Diketahui kejaksaan juga termasuk dalam tim Sentra Gakumdu bersama Polri dan Bawaslu untuk menangani tindak pidana pemilu. Karena itu kunjungan kerja tersebut juga membahas mengenai sinergi antara Bawaslu dan Kejaksaan dalam pencegahan pelanggaran dalam berbagai metode, termasuk pertukaran informasi mengenai potensi-potensi pelanggaran pidana pemilihan.
Ditempat yang sama Ketua Bawaslu NTB, Itratif menyampaikan apresiasi atas kunjungan kerja dari Kejaksaan Agung tersebut dan mengungkapkan sejumlah kerawanan pada tahapan Pilkada. Kerawanan tersebut seperti netralitas ASN, politik uang, politisasi SARA, serta kerawanan kamtibmas apabila berkaca pada Pemilu tahun 2024 lalu.
“Terutama netralitas ASN ya, karena Pilkada ini ada beberapa bakal calon dari kalangan pejabat publik. Kemarin juga sempat ada kepala sekolah yang ikut kampanye, dan ada beberapa kendala dalam menentukan kualifikasinya sebagai ASN dan pejabat negara,” ungkap Itratip.
Itratif juga menyampaikan ada dua hal yang membedakan tantangannya yaitu dari segi prosedur penanganan dan subjek hukum. Subjek hukum yang diawasi pada saat Pilkada lebih sedikit dibanding Pemilu, karena peserta Pilkada tidak sebanyak saat Pemilu. Di sisi lain, perbedaan prosedur penanganan Tindak Pidana Pemilu (Tipilu) pada Pilkada tahun 2024 lebih singkat dibanding pada saat pemilu.
“Ini yang jadi tantangan, kalau di Pemilu kita punya waktu 14 hari untuk pembahasan dugaan pelanggaran, di Pilkada hanya 5 hari, apapun keputusannya langsung dilimpahkan ke kepolisian, tantangannya, bagaimana memenuhi semua alat bukti dalam waktu 5 hari agar Gakkumdu sepakat untuk lanjut ke penyidikan,” jelas Itratip.

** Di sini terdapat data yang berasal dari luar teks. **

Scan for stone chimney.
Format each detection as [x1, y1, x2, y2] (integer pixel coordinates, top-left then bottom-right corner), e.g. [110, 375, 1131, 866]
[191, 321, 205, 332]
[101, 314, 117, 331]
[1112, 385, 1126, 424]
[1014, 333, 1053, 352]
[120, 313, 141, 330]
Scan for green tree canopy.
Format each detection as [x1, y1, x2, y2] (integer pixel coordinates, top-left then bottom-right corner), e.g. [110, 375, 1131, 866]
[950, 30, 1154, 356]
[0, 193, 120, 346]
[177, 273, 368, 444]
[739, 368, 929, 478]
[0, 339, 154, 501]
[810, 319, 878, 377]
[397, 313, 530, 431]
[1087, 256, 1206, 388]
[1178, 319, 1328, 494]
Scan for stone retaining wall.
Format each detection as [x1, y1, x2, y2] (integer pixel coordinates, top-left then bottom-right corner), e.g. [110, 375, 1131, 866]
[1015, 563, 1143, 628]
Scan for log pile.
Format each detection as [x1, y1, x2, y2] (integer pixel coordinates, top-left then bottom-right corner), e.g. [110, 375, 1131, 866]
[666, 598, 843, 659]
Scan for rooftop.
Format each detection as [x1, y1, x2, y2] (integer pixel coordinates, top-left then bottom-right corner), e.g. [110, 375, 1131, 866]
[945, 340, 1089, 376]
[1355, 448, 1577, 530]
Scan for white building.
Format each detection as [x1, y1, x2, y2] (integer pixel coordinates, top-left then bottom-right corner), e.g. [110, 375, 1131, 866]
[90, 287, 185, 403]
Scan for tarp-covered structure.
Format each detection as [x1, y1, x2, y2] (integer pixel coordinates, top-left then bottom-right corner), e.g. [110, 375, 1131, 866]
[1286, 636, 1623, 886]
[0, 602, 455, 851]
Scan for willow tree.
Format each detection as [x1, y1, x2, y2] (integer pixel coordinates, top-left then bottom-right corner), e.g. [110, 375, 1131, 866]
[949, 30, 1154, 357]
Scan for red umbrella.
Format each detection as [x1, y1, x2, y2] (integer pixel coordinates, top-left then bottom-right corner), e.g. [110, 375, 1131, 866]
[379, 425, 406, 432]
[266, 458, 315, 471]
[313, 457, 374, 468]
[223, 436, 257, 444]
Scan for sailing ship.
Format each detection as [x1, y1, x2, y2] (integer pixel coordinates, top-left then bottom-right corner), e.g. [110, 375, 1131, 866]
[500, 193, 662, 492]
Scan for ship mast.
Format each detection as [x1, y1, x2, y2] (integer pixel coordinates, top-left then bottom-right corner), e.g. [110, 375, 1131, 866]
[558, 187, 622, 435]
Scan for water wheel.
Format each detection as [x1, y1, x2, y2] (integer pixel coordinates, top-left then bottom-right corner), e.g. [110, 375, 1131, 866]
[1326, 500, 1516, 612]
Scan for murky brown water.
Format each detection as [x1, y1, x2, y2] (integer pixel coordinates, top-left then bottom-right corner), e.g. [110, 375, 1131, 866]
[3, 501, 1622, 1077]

Karena itu Itratip berharap sinergitas Bawaslu dengan kejaksaan dan polri di dalam sentra Gakkumdu dalam melakukan penegakkan hukum terkait tindak pidana Pilkada 2024 sangat penting terus ditingkatkan untuk mewujudkan pemilihan yang bersih dan berintegritas. (ndi).